Three other nisei soldiers were wounded. One was Tamotsu Matsuoka from Coaldale, Alberta. He served with the Royal Canadian Engineers in France, Holland and Germany and was wounded by a grenade.
The two others wounded were among the nisei sent to Southeast Asia as interpreters. George Suzuki, who was a Kitsilano High School classmate of Min Yatabe and mine, and Fred Nogami were hurt in a plane crash some months after the fighting had ended. They were bound from Singapore to Hongkong on a flying boat which crashed into a barge shortly after takeoff.

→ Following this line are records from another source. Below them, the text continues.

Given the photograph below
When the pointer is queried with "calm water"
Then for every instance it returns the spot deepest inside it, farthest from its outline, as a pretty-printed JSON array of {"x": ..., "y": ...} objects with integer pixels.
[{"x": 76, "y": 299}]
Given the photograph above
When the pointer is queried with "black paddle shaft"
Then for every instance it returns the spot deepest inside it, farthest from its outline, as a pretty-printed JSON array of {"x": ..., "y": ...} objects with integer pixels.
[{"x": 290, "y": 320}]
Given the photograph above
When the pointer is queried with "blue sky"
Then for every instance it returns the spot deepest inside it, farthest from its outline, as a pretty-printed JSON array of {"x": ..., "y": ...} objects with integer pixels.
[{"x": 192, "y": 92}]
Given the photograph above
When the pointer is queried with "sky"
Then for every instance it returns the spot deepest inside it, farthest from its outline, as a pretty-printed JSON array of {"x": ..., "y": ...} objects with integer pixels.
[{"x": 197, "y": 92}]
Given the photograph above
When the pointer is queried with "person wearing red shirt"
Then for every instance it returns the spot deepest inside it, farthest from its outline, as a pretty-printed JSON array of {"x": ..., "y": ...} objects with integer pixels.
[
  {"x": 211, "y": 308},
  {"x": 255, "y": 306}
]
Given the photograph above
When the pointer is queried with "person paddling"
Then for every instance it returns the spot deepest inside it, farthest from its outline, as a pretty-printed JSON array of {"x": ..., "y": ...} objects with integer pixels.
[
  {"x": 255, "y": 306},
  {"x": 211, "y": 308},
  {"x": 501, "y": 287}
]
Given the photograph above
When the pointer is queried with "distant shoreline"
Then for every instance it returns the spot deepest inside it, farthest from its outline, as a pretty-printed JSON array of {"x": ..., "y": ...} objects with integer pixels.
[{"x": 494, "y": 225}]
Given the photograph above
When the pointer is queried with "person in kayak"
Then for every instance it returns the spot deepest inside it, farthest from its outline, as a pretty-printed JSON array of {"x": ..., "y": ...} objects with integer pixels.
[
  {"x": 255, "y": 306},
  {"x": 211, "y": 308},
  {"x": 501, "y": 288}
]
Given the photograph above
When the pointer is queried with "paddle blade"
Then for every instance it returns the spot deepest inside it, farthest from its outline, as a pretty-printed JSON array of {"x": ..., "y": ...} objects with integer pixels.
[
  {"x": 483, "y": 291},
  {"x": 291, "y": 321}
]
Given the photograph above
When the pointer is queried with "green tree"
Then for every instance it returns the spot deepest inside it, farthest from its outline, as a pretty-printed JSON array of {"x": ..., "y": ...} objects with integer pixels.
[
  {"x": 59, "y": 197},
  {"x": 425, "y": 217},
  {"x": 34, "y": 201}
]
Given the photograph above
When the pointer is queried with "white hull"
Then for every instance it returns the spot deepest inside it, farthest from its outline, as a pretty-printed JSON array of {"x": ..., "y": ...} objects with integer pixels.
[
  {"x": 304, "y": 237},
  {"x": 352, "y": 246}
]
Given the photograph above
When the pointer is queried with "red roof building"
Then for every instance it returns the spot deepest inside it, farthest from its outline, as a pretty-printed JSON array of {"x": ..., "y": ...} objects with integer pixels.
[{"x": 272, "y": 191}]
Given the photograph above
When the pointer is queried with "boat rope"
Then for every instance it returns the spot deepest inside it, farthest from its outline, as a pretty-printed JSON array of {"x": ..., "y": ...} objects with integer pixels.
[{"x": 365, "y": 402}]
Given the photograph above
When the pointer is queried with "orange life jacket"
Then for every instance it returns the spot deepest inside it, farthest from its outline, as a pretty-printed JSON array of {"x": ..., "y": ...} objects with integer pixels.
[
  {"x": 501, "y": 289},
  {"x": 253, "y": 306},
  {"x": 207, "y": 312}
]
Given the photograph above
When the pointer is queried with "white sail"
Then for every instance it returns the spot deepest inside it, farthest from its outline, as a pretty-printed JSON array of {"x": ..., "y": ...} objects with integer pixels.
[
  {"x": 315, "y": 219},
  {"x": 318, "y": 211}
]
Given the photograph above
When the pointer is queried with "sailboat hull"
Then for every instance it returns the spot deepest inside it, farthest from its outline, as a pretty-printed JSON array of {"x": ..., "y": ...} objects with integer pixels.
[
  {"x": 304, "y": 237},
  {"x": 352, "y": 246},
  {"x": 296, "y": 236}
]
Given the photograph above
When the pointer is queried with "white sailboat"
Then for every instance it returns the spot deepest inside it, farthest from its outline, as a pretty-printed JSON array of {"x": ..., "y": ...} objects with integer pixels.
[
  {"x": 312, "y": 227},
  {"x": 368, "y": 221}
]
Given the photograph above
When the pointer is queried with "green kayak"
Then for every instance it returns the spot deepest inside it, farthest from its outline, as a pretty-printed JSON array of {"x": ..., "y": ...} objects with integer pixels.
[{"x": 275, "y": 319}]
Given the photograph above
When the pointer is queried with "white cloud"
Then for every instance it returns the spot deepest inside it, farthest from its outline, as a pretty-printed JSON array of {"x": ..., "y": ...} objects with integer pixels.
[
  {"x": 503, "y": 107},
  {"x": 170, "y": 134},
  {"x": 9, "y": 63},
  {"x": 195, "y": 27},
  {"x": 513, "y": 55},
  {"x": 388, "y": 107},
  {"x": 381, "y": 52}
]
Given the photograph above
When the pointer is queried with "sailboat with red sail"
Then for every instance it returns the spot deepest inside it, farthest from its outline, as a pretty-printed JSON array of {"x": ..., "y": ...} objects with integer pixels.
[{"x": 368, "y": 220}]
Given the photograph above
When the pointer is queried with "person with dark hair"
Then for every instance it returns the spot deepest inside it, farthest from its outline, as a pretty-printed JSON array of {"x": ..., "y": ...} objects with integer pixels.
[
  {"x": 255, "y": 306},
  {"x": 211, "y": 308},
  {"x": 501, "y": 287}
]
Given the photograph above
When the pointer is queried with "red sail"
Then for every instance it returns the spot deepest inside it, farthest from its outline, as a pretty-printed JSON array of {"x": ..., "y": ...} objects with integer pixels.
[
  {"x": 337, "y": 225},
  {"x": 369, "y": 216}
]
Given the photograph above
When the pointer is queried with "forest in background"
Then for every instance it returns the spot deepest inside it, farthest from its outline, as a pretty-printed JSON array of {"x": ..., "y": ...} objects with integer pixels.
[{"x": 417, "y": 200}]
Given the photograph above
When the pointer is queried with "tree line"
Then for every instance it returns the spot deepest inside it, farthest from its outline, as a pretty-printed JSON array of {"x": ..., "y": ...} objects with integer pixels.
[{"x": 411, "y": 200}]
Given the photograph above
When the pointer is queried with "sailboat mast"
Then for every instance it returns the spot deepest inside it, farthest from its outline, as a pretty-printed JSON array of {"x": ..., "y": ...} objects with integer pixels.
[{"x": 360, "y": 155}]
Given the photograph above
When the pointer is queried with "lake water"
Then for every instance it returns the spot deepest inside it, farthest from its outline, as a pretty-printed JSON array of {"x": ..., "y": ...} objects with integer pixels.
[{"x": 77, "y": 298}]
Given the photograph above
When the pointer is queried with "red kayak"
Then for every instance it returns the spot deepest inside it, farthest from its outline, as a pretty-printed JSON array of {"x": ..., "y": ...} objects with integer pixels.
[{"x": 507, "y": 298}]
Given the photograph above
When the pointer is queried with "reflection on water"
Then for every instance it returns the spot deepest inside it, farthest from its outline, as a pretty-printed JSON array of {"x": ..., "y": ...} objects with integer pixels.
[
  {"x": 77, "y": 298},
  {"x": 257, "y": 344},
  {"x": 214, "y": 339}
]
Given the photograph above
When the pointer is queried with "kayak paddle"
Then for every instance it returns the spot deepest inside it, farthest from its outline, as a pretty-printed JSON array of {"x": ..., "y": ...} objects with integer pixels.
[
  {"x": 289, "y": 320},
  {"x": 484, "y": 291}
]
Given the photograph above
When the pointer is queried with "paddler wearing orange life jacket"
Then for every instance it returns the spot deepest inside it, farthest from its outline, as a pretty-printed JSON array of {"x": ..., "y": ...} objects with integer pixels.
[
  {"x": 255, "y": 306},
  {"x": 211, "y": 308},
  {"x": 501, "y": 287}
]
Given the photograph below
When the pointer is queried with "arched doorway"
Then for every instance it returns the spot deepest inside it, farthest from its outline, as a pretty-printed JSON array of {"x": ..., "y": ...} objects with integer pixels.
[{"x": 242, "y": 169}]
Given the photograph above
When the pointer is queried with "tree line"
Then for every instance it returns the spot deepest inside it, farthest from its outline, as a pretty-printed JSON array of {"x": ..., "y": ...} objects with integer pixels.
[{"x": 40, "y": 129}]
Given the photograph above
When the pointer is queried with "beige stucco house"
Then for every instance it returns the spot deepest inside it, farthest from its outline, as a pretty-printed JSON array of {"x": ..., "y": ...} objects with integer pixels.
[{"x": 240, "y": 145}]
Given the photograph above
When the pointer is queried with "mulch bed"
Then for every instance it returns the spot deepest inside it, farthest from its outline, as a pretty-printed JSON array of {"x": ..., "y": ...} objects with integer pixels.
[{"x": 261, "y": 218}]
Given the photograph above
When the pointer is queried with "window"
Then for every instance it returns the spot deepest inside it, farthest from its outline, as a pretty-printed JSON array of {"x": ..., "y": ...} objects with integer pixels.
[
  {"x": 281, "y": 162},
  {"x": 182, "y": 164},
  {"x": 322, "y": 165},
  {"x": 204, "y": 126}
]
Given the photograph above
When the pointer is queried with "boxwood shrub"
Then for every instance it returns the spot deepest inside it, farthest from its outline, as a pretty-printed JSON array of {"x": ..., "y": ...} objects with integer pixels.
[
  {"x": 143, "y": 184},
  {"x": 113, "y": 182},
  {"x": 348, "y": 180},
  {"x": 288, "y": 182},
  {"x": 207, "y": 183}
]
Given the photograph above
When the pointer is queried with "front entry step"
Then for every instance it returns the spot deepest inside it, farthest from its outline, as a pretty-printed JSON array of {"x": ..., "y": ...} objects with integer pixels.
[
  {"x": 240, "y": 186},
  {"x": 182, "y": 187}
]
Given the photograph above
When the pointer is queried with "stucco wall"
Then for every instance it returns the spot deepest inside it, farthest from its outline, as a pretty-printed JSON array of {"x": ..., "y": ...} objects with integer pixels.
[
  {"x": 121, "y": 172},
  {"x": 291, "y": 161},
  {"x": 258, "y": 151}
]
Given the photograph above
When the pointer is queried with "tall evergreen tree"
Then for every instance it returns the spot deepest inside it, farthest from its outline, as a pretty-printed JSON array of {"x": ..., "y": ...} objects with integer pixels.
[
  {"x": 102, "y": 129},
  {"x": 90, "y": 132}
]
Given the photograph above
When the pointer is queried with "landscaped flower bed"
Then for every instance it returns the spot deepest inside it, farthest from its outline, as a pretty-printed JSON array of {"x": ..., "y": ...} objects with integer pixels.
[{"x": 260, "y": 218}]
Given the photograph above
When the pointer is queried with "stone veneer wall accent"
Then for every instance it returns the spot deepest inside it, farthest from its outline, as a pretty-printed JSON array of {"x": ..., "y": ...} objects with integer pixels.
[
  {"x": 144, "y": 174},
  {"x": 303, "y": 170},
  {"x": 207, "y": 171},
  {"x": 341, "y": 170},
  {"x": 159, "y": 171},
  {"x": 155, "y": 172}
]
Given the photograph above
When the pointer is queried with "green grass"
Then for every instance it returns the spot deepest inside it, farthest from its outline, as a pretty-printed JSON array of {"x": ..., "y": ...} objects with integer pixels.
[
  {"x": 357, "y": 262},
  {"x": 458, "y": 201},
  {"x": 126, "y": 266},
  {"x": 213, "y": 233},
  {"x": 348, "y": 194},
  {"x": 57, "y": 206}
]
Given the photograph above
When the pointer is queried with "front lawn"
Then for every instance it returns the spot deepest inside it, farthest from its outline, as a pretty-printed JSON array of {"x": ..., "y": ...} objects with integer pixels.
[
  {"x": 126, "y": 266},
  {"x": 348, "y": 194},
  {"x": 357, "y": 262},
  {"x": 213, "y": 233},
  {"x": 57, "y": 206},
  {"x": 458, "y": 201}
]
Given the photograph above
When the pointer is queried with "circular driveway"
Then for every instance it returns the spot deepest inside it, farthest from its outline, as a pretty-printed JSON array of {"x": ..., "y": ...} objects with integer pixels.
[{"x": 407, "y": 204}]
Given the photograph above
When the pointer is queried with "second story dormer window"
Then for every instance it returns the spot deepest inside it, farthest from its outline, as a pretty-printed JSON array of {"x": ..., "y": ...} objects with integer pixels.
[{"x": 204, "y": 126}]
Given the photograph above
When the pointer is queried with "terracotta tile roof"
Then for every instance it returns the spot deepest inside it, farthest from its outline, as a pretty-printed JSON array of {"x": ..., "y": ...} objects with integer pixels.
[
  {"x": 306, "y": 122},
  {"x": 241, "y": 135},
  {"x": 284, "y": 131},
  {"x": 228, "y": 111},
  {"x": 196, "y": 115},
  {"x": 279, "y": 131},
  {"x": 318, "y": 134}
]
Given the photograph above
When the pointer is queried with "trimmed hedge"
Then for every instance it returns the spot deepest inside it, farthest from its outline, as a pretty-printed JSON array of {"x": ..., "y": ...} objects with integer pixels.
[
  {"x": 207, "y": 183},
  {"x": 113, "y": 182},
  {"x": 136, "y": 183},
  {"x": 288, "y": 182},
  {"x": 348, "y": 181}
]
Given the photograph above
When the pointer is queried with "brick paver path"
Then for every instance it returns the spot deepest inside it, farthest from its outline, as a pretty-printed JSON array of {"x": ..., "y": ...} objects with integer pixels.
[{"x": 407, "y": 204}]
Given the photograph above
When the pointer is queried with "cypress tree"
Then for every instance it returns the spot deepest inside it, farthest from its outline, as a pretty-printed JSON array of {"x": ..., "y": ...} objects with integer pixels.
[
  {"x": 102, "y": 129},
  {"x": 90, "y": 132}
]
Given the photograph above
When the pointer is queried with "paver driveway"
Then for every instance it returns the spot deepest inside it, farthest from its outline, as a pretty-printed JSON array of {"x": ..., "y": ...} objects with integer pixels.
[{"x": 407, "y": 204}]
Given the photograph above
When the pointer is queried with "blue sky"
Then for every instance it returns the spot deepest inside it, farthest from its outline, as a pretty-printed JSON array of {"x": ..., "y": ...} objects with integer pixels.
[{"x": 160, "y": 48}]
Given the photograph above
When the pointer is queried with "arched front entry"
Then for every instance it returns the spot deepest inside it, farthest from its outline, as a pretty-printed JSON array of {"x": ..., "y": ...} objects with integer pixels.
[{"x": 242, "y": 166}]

Of the 23 men on board, only seven survived. Luckily they included George Suzuki and Fred Nogami. And their wounds were not serious and they were able to continue their postwar duties in Asia.
And each Remembrance Day I indulge in memories like these. To me, the annual observance is not only about those who gave their lives for our country, but about all those who did what they thought was best in the difficult times when Canada was at war.
And in the 1980s when we campaigned for redress in 1980s, I’m sure it helped that President Arthur Miki of the National Association of Japanese Canadians had two World War 2 veterans at his side: Roger Obata of Toronto as vice-president, and Harold Hirose of Winnipeg as treasurer.
And may we have many more Remembrance Days to celebrate.